A new security analysis shows that the popular LoRaWAN IoT protocol can be easily hacked thus exposing the security of the network of devices. This is especially worrying as this is one of the most popular implementations of communications used by decentralized devices and industrial modules used in enterprise environments.
LoRaWAN IoT Protocol Is Insecure
The LoRaWAN IoT protocol is now considered as not so secure due to new findings that were published recently online. This is one of the most popular ways to connect devices in enterprise environments as this standard ensures good connectivity using low power. This is particularly useful in production plants, smart city planning and mesh networks where a lot of devices are configured to work together. By design it includes encryption options. However this has made most administrators to trust it by default which allows for many inherent weaknesses to be exploited when certain conditions are available. At the moment no known vulnerabilities are known however there is a worrying fact — there are no existing tools for testing such IoT networks and detecting possible attacks.
The issue that lies within the LoRaWAN IoT protocol is that if the encryption keys are obtained the whole network will become vulnerable. According to the specifications the keys are the only security measure. There are several scenarios that make it possible to obtain them by having physical access to the IoT devices. The keys can be extracted using several common mechanisms:
- Social Engineering Tactics — The criminals that want to intrude onto a given network may use various phishing, blackmail and social engineering tactics that can persuade device owners or administrators into giving them the requested information.
- Spoofing and Sniffing — By having access to potential communicators the hackers can sniff or spoof the network stream and as such retrieve the keys. This is possible when transmissions are done via radio modules.
- Device Tags — Access and activation of devices is often via QR codes and other types of tags that are used in the initial setup. If they are not removed attackers with physical access can intrude onto the network using these credentials.
- Hardcoded Keys — Default passwords and hardcoded strings can sometimes be used in devices that provide external Internet access. Hackers can program automated toolkits into attempting login. This is also linked to easy-to-guess and weak passwords.
- Other System Weaknesses — Access to the network and indirectly to the encryption keys streams can be made possible by exploiting weak services.
When brute force attempts are made the hackers can use the two popular approaches — dictionary attacks or algorithmic guessing.
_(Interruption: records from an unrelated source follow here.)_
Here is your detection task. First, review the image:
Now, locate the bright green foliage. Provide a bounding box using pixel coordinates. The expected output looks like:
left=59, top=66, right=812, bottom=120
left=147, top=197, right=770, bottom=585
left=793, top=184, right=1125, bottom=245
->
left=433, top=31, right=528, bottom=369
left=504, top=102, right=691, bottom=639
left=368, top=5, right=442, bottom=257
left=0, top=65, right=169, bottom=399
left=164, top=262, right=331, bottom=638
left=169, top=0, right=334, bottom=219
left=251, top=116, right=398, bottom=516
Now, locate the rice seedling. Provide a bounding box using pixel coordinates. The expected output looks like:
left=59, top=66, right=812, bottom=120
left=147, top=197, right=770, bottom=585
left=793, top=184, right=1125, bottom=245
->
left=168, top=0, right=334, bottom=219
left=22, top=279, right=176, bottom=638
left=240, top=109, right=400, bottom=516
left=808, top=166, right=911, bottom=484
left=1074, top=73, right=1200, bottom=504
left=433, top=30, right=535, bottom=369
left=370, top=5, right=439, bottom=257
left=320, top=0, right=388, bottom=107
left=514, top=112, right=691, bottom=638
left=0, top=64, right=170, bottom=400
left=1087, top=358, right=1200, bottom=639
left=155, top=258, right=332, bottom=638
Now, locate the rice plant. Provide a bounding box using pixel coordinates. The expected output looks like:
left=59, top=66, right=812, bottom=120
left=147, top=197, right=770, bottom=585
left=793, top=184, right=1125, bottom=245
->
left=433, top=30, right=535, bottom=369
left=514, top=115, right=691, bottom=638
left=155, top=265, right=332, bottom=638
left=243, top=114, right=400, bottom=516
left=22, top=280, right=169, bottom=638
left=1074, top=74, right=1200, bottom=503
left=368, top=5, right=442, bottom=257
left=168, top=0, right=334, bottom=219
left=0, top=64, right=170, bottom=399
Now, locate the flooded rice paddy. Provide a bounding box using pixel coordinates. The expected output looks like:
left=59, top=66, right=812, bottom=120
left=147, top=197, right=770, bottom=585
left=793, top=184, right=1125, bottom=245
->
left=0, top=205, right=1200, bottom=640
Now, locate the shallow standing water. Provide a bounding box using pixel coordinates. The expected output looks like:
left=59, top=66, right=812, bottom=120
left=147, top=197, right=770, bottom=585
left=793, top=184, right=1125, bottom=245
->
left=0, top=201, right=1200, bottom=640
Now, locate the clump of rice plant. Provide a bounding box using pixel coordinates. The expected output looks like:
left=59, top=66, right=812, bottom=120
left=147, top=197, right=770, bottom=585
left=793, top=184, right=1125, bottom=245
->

Another possible intrusion detection is the setup of a DDOS attack that can take down certain security infrastructure thus allowing access to the internal communications.
At the moment there are some LoRaWAN security recommendations which experts suggest to be implemented in any IoT network regardless of its size. Device owners should replace the vendor keys with strong and random strings, to always diversify keys on separate devices and to often audit credentials to check for possible weaknesses. The network administrators should always maintain a best security practices guidelines and ensure that it is followed by all users and devices on their networks.